Take this as an example: I am from the Third World. You are from the First World. You have exploited us for centuries. Therefore, you are guilty of exploitation, indeed of exploiting me. Therefore, I am morally superior to you and have power in our relationship.


Or, I am a woman. You are a man. Men have oppressed women always. Therefore, you are an oppressor. In fact you are oppressing me. Confess your guilt, not that it will do you any good.

Or, I am an African-American. You are a white American. Your ancestors brought mine here as slaves. You are responsible for the sufferings of African-Americans and for my suffering. Do not try to defend yourself. As a white person you are by definition a racist.

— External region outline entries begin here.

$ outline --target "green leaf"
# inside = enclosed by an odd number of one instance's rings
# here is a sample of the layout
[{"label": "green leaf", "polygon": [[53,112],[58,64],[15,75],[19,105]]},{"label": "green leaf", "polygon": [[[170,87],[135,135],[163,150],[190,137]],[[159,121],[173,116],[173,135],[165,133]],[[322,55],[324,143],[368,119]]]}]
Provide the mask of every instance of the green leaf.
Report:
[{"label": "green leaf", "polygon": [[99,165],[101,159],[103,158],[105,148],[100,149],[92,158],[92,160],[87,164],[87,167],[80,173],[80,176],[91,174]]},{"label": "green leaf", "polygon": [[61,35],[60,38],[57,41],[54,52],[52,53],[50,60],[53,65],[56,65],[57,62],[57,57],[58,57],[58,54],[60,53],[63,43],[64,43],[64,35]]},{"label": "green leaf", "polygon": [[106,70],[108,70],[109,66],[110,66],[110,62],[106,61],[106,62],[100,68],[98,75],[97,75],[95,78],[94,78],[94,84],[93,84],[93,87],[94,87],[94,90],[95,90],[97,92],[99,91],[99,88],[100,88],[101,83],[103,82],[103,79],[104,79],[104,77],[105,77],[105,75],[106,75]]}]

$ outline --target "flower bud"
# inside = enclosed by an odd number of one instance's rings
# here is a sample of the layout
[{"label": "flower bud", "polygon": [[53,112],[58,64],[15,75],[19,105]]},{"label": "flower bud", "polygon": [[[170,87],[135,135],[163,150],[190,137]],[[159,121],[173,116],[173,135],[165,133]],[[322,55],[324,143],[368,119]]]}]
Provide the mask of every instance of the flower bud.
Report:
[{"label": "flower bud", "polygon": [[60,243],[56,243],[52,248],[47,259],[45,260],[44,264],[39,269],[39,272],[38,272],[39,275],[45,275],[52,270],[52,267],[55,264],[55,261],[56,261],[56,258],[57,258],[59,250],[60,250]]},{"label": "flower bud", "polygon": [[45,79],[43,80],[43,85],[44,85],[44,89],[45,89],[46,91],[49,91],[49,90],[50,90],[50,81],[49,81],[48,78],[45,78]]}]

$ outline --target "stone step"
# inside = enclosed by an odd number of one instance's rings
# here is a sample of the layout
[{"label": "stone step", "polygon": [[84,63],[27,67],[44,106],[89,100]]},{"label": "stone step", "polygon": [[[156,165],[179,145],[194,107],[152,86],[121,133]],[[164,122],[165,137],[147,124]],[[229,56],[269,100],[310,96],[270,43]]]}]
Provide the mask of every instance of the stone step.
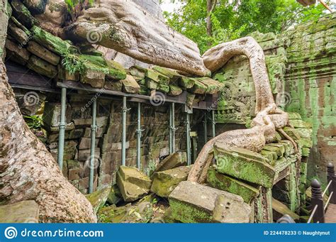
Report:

In response, one could argue that my ancestors were being oppressed in another part of the world by the same people who oppressed your ancestors, but such an argument is foolish. All white people are responsible for slavery, even those whose ancestors themselves were sold into slavery.

And finally, I am an Native American. You are a white American. Your people committed genocide against my people. You must confess your own personal responsibility for that sin and concede me my moral superiority.

However, sometimes it’s tricky to figure out who the victim really is. In the United States right now a very unfashionable victim is the illegal Mexican immigrant, even though such a person has Native American genes.

St. Paul again paraphrased: Neither gay nor straight, Irish nor English, black nor white, male nor female, Arab nor Jew, but all one in Christ Jesus.


At one time that was the rational, liberal, sophisticated position, as well as the Christian position. No one was to be judged by anyone else on the basis of demographic characteristics.

No longer. Now victims _ at least fashionable victims _ are superior. The rest of us must concede them moral power.

However popular such an argument is, though, it remains immoral and sinful to judge anyone by a demographic characteristic, even one that includes past victimhood.